Seems like the best choice is to start from a couple of easy heuristics:
* if there is only one loaded class to implement the interface, choose it
* if there are more, choose the one with it's method invoked earlier
(compiled
  by some JIT, possibly, some other JIT),
* if we have many candidate methods that are compiled, choose the most
frequent
  one (need a method-entry profile, the feature is likely to stay
untouched for
  a while, I guess)


1. Does anybody have some additional elegant ideas?
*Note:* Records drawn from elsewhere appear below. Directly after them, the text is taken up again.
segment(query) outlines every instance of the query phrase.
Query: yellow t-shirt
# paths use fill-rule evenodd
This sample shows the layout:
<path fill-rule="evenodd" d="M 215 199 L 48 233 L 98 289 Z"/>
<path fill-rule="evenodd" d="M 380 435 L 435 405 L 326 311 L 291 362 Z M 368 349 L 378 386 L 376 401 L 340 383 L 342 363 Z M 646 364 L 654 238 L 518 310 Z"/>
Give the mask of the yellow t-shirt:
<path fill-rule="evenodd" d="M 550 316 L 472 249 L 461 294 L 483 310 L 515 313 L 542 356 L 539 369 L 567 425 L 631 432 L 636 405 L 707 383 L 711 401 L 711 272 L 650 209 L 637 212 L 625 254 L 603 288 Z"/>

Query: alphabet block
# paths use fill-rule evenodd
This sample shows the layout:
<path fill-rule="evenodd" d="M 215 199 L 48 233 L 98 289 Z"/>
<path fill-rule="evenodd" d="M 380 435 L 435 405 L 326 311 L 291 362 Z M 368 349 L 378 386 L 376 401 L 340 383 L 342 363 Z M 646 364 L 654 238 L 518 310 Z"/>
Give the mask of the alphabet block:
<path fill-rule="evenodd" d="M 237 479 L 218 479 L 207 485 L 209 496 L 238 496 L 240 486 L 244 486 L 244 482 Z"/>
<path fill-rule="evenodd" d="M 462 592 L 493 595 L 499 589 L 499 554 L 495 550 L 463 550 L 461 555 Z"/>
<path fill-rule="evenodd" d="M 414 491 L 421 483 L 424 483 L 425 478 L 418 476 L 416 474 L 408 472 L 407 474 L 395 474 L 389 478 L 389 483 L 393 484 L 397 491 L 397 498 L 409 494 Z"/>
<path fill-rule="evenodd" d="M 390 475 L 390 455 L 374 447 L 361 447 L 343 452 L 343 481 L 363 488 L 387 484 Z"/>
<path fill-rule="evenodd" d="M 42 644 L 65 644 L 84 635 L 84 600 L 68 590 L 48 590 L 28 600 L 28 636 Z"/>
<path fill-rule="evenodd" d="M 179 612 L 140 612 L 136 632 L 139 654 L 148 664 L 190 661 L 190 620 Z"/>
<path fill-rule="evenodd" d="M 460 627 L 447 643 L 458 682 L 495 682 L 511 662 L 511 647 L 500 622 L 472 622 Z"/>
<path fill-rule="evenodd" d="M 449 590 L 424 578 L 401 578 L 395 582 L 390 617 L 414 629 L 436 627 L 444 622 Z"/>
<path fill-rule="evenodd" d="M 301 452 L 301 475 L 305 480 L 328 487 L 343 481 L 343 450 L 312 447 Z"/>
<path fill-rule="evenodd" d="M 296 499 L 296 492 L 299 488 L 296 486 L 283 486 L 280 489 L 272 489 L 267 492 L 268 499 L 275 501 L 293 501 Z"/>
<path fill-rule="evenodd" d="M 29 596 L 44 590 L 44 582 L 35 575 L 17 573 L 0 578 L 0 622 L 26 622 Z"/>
Egor,  I'm interested in devirtualizer improvement too.
IMO the profile based devirtualization will probably have the best results
and is easy to implement and to check: infrastructure in Jitrino is ready to
do it right now with a help of entry-backedge profile collected for OPT by
JET.

+ more ideas I have:
1) to use edge profiler as value based one if initial compilation
devirtualize all possible dispatches and count their edge frequencies.
2) implement a real value profiler - this is not an easy task, but may be
reused in other optimizations
3) Add special annotations to classlib code about the most probable
dispatch. E.g. if the variable type does not depend on user's environment
and developer can prove that 90% of time the variable is of specific class -
JIT can read this annotation from method during the compilation and to
devirtualize it.

I will read more about other devirtualization techniques we can use and will
reply in a several days with results.